Houssein Essam H, Hosney Mosa E, Mohamed Waleed M, Ali Abdelmgeid A, Younis Eman M G
Faculty of Computers and Information, Minia University, Minia, Egypt.
Faculty of Computers and Information, Luxor University, Luxor, Egypt.
Neural Comput Appl. 2023;35(7):5251-5275. doi: 10.1007/s00521-022-07916-9. Epub 2022 Nov 1.
Feature selection (FS) is one of the basic data preprocessing steps in data mining and machine learning. It is used to reduce feature size and increase model generalization. In addition to minimizing feature dimensionality, it also enhances classification accuracy and reduces model complexity, which are essential in several applications. Traditional methods for feature selection often fail in the optimal global solution due to the large search space. Many hybrid techniques have been proposed depending on merging several search strategies which have been used individually as a solution to the FS problem. This study proposes a modified hunger games search algorithm (mHGS), for solving optimization and FS problems. The main advantages of the proposed mHGS are to resolve the following drawbacks that have been raised in the original HGS; (1) avoiding the local search, (2) solving the problem of premature convergence, and (3) balancing between the exploitation and exploration phases. The mHGS has been evaluated by using the IEEE Congress on Evolutionary Computation 2020 (CEC'20) for optimization test and ten medical and chemical datasets.

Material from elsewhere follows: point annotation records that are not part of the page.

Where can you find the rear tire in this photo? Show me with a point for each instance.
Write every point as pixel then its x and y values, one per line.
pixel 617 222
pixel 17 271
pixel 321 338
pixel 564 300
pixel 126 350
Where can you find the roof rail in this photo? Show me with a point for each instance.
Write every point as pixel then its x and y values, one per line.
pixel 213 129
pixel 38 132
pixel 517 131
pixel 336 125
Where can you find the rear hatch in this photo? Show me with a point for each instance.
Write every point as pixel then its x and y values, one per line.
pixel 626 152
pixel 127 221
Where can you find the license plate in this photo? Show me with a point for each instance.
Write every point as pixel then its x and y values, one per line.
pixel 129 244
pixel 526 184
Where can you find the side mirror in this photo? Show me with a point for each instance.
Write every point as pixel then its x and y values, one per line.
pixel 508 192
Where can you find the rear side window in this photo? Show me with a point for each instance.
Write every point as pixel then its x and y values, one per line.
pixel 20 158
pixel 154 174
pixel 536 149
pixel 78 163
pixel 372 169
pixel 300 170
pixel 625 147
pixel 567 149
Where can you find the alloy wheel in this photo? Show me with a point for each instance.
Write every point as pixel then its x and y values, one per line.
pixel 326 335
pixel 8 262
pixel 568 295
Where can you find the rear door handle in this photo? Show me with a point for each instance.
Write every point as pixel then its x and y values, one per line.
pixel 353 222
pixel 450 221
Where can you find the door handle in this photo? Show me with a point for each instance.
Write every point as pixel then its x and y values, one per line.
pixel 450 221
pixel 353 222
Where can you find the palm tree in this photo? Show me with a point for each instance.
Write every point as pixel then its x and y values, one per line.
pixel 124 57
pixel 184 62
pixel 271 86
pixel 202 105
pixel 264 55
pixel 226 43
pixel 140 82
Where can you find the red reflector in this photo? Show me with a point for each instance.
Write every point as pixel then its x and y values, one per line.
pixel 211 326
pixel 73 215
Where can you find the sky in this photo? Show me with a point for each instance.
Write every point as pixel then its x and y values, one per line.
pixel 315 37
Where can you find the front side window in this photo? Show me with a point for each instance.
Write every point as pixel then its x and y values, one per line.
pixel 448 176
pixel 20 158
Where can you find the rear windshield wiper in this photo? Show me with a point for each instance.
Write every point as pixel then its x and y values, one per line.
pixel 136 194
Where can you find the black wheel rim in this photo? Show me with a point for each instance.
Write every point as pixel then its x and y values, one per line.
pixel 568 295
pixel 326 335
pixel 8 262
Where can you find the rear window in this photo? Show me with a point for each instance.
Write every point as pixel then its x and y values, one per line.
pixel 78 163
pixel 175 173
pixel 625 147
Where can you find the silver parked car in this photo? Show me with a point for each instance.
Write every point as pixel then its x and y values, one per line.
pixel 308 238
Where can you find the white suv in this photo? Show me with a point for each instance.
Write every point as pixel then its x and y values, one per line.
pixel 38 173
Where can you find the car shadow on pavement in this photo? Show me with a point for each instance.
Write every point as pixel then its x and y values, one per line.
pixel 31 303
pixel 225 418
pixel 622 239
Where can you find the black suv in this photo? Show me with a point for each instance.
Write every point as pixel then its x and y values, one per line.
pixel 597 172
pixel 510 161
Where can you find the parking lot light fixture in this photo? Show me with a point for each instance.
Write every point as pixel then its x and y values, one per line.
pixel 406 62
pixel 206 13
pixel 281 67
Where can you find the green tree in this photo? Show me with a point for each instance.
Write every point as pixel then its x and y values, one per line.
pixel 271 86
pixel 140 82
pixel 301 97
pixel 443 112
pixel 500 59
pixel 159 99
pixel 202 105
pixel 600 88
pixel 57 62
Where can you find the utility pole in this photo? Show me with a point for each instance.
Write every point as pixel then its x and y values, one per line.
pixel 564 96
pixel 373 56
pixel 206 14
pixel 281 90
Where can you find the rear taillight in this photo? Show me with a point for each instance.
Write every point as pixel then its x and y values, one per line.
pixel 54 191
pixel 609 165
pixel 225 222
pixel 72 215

The data have dimensions up to 20000 features or more. The results of the proposed algorithm have been compared to a variety of well-known optimization methods, including improved multi-operator differential evolution algorithm (IMODE), gravitational search algorithm, grey wolf optimization, Harris Hawks optimization, whale optimization algorithm, slime mould algorithm and hunger search games search. The experimental results suggest that the proposed mHGS can generate effective search results without increasing the computational cost and improving the convergence speed. It has also improved the SVM classification performance.
特征选择(FS)是数据挖掘和机器学习中基本的数据预处理步骤之一。它用于减小特征规模并提高模型泛化能力。除了最小化特征维度外,它还能提高分类准确率并降低模型复杂度,这在多个应用中至关重要。由于搜索空间较大,传统的特征选择方法往往无法找到最优全局解。许多混合技术已被提出,这些技术依赖于合并几种搜索策略,而这些策略曾被单独用作解决FS问题的方法。本研究提出一种改进的饥饿游戏搜索算法(mHGS),用于解决优化和FS问题。所提出的mHGS的主要优点是解决原始HGS中出现的以下缺点:(1)避免局部搜索,(2)解决早熟收敛问题,以及(3)在利用和探索阶段之间取得平衡。已使用2020年IEEE进化计算大会(CEC'20)对mHGS进行优化测试评估,并使用了十个医学和化学数据集。这些数据的维度高达20000个特征或更多。所提出算法的结果已与多种知名优化方法进行比较,包括改进的多算子差分进化算法(IMODE)、引力搜索算法、灰狼优化算法、哈里斯鹰优化算法、鲸鱼优化算法、黏菌算法和饥饿搜索游戏搜索算法。实验结果表明,所提出的mHGS能够在不增加计算成本的情况下生成有效的搜索结果,并提高收敛速度。它还提升了支持向量机(SVM)的分类性能。